Minister for Community Safety Ash Denham has urged people across Scotland to enjoy organised fireworks safely and responsibly this November 5th, stressing that anyone who puts lives in danger faces robust action.
The call follows a number of incidents last year where Police Scotland officers and Scottish Fire and Rescue Service (SFRS) crew members were injured by projectile fireworks.
The Scottish Government has been working in partnership with Police Scotland, the SFRS and the two HM Inspectorates to ensure that services are well prepared for this year’s celebrations and can respond robustly to any anti-social behaviour.
Ms Denham was in Pilton, Edinburgh this morning to discuss on-going preparations with local community partnership members who have been working to promote the safe and responsible use of fireworks in Edinburgh. Ms Denham also met police officers and fire crew staff who have previously experienced unacceptable abuse on or around Bonfire Night.
Speaking after the visit to Royston Wardieburn Community Centre, Ms Denham said:
Bonfire Night is an opportunity for local communities to come together and for families to enjoy fireworks responsibly and I would encourage people to attend officially organised displays where fireworks are controlled in a safe environment.
The safety of the public is paramount and we need to ensure a selfish minority do not spoil the celebrations for others. The use of fireworks as a means of inflicting injury on individuals, including members of our emergency services, is completely unacceptable and illegal. Robust action will be taken against anyone who puts lives at risk.
I was pleased to have the opportunity to hear first-hand from officers and firefighters about their experiences of dealing with abuse and anti-social behaviour on what is one of the busiest nights of the year for our blue-light services. I would urge members of the public to report any criminal or anti-social behaviour to Police Scotland or their local council, or otherwise through Crimestoppers or their neighbourhood watch.

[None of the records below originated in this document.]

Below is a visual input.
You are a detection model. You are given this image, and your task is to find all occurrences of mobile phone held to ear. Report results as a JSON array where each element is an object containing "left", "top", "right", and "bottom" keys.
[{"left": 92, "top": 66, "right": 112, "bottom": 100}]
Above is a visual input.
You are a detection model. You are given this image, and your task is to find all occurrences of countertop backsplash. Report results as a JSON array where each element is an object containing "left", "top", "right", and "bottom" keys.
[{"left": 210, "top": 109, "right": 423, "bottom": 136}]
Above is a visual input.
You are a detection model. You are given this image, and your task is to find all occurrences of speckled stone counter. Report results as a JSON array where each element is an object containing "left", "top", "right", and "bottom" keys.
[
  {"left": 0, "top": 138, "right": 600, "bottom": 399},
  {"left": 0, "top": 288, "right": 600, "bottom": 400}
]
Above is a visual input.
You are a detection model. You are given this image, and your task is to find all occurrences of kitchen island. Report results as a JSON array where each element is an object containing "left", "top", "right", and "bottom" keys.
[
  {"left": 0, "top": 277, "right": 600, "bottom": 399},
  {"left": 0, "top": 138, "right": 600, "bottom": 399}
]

Lewis Ramsay, Scottish Fire and Rescue Service’s Director of Response and Resilience, said:
These firefighters are your father, mother, brother or sister – someone’s family. It is beggars belief when I hear that they have either been physically assaulted or verbally abused when trying to assist their communities. This type of behaviour not only prevents our crews from bringing any emergency to a safe and swift conclusion but it can impact on our emergency service colleagues including the police when they have to escort us at the scene.
But be left in absolutely no doubt that it is often down to a very small minority of individuals within those communities. In the run-up to bonfire night I would ask communities to watch our social media channels and website as we launch our #DoNotAttackMe campaign – this will shine a spotlight on the impact these attacks can have on our people behind the uniform, and our response to emergencies.
Once again, violence against our crews will not be tolerated – our firefighters absolutely do not deserve to be met with such behaviour.
Assistant Chief Constable Paul Anderson, Police Scotland, said:
For the vast majority of people, last year’s Bonfire Night was either spent at home, or enjoying an appropriately organised fireworks display. However, a small group of individuals were responsible for localised incidents of disorder, which included the targetting of emergency services personnel. Such behaviour is unacceptable.
To assist our divisions, a range of specialist resources will be at their disposal to deal with any incidents which arise and officers across the country are continuing to liaise with relevant partners. We are working with our communities and we want people to enjoy themselves over this period but we will take positive action against anyone participating in disorder and antisocial behaviour.